I perused a local bookstore for about an hour. I could read forever. I have lost my gift of immediately knowing a book is worth reading by looking at it, overwhelmed by the offerings of language and stories. I selected two, finally, one, a memoir by a well-known blogger known as The Bloggess, because she’s magical and hilarious and I would happily support her by purchasing her book, and the other, because the story felt compelling. I also had one more book in my backpack, American Gods by Neil Gaiman, a man whose writing I adore. So now, with three times the books I had with me when I started this three-day adventure, I sat wearily and made a new plan.

I had a few hours. I was exhausted. I was sweaty. The air was thick. Since I’d just spent $30 on books, I didn’t want to Lyft anywhere and I wasn’t sure what else I needed to see; although I had a couple museums in mind, I did not have the time. So instead, I decided to take the city bus to the airport, figuring I could just curl up at a bar somewhere with a book. So that’s exactly what I did.
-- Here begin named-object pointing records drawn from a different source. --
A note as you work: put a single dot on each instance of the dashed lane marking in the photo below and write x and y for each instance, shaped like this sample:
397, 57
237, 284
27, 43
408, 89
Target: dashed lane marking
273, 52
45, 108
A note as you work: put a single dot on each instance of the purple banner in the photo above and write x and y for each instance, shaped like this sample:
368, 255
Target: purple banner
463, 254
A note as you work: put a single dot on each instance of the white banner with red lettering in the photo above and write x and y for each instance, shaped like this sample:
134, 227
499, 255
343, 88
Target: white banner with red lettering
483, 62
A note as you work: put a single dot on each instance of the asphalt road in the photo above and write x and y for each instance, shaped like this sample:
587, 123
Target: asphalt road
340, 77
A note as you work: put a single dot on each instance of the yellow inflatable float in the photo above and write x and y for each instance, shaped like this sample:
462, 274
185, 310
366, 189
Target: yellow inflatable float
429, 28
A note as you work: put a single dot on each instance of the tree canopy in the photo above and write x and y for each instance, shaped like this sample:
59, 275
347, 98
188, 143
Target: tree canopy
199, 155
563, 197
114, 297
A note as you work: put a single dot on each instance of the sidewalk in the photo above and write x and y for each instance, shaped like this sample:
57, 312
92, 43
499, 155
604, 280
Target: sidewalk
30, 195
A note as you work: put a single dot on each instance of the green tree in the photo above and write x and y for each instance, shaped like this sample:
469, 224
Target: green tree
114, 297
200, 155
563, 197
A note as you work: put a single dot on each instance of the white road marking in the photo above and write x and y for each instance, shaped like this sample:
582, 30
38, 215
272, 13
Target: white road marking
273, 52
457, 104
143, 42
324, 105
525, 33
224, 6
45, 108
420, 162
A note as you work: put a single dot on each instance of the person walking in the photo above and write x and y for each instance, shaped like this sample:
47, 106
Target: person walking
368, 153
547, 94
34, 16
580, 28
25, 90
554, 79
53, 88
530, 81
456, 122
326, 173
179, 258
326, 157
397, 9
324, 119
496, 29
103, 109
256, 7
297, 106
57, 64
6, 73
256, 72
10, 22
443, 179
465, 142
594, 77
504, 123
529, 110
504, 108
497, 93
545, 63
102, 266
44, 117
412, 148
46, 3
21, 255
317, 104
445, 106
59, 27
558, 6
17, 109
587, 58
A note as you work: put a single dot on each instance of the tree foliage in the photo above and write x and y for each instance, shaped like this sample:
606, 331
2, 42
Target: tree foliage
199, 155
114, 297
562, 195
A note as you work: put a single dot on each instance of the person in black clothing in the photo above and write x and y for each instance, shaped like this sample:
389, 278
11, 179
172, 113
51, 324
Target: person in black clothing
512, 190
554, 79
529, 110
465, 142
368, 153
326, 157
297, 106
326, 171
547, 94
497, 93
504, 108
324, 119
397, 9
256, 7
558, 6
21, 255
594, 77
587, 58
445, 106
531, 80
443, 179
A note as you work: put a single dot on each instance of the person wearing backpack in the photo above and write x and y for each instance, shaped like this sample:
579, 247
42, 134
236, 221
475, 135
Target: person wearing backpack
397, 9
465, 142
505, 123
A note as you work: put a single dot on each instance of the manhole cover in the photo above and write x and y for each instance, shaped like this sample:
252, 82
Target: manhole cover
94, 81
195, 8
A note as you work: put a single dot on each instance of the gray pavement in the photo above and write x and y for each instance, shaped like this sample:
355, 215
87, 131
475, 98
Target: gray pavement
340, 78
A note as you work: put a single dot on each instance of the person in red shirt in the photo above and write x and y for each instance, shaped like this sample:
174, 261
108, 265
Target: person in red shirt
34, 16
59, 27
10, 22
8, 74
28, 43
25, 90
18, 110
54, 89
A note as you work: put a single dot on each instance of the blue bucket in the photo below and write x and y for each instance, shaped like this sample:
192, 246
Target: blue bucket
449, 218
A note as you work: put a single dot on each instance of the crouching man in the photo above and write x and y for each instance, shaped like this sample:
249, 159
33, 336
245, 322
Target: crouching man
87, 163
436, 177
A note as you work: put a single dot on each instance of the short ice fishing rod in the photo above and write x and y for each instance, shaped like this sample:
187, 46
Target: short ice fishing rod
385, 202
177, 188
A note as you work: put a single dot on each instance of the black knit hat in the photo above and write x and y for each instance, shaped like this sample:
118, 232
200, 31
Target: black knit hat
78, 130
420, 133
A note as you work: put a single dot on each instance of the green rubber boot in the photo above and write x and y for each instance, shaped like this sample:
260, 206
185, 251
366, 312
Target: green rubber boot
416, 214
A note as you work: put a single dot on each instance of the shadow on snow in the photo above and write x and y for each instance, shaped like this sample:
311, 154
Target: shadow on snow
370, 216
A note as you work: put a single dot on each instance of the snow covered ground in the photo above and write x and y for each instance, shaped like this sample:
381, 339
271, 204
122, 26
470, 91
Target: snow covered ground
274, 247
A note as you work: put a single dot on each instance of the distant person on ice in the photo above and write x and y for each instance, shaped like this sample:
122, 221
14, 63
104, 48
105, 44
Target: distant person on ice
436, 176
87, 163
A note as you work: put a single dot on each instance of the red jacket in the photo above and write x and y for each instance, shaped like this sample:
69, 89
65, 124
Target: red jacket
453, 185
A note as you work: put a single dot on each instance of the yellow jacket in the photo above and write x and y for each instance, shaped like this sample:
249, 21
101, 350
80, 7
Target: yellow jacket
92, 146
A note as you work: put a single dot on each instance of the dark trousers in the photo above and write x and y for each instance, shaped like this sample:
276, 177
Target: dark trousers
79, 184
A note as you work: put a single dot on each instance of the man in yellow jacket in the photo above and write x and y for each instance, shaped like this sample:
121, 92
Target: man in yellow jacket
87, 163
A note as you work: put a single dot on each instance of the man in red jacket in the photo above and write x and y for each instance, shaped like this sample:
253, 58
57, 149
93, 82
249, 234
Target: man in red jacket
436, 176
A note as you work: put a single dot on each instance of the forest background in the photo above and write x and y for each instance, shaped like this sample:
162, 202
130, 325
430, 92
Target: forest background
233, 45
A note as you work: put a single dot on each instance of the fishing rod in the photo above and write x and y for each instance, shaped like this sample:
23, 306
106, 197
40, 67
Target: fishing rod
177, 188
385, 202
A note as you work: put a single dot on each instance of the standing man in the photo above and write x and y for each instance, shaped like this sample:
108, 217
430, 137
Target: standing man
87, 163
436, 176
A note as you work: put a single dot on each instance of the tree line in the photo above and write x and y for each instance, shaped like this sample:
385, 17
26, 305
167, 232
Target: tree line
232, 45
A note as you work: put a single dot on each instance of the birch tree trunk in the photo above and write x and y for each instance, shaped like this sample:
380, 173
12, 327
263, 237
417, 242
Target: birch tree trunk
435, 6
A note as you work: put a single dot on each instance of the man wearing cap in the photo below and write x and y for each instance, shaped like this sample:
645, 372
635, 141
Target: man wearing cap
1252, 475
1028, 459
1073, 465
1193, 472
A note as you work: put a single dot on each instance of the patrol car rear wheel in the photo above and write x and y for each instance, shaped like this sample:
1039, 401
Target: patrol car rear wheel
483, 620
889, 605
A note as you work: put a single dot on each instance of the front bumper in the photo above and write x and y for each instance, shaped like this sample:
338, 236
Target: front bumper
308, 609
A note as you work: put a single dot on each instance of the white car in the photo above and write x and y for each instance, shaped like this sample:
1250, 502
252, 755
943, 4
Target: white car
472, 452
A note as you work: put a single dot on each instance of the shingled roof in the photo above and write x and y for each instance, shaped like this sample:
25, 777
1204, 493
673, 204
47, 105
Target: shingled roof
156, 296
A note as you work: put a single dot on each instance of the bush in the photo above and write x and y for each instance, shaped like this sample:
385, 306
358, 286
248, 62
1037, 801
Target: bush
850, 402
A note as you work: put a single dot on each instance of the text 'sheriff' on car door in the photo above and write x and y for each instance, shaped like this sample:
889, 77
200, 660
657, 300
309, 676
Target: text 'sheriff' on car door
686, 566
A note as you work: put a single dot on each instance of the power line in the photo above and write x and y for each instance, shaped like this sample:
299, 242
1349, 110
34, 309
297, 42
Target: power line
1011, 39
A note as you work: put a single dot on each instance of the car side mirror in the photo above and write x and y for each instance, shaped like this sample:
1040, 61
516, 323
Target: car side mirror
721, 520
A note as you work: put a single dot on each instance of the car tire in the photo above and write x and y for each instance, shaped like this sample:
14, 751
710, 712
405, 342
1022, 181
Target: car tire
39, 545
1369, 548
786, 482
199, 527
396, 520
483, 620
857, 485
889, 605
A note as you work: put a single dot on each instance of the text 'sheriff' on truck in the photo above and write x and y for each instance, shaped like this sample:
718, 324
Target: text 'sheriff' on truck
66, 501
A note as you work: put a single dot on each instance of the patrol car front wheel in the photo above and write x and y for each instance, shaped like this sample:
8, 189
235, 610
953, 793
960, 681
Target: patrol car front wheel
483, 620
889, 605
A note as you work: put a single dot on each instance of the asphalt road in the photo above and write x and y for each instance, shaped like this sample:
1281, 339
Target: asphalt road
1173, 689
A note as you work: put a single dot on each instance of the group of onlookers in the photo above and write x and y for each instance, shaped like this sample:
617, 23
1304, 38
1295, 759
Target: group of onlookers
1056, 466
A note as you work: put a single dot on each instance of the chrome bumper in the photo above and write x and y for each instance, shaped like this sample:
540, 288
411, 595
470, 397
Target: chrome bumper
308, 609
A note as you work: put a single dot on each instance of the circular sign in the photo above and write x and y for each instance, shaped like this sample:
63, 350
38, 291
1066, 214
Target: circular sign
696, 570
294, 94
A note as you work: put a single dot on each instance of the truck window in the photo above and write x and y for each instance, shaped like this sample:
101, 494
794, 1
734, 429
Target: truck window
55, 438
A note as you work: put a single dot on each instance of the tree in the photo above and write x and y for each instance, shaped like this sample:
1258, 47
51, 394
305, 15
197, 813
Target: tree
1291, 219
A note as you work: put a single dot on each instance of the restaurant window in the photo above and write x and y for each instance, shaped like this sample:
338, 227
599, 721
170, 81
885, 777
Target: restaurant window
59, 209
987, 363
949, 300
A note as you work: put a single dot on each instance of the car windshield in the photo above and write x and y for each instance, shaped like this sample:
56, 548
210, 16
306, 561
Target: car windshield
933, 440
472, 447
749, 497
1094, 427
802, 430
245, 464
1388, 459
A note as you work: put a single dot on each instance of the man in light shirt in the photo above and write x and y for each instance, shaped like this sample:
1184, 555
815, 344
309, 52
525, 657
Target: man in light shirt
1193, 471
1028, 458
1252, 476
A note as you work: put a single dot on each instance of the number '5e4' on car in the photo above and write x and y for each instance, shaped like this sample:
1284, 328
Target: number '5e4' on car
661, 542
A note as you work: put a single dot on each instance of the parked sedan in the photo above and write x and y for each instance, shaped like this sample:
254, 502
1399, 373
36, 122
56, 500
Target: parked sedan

I am not the most adept at public transportation, nor am I the least, so I figured that even with my several hour window, I’d manage to arrive in time. One streetcar ride, to the end of the line (I got to ride past the Loyola New Orleans campus, so that was cool), two buses, and a half mile walk in between seemed not that daunting. I made friends with a woman at one of the bus stops. We talked for half an hour about everything from high cholesterol to Chicago and weather and fried chicken. She said the locals don’t love the fried chicken place I’d fallen in love with as much as they used to, and I agreed that once something gets too popular, its quality generally decreases. However, I swore I’d come back to sample more chicken offerings, and we laughed about the quality of fried chicken in Denver. When she left the bus, she waved at me and shouted for me to have a blessed day. I loved her.

I arrived at the airport, having lost more fluids to sweat than I ever have in my entire life, exhausted and content. I found a quiet bar, curled up, and brought out my book. After the couple next to me left, a large man sat down, and immediately began talking crazy. I gave him some insight into adoption, after he told me a completely rambling story about a niece that had been given up for adoption who had reached out to the family, but the family was not getting along and so they refused to give him her information, and this and that and everything. So, I directed him to where he might find additional resources for tracking her down and I assured him that knowing is important, and that meeting her might provide some important closure for his sister, her birth mother.

With no ability to create any sort of insightful conclusion, I conclude. Alas, that was New Orleans. I’ll go back; it was beautiful.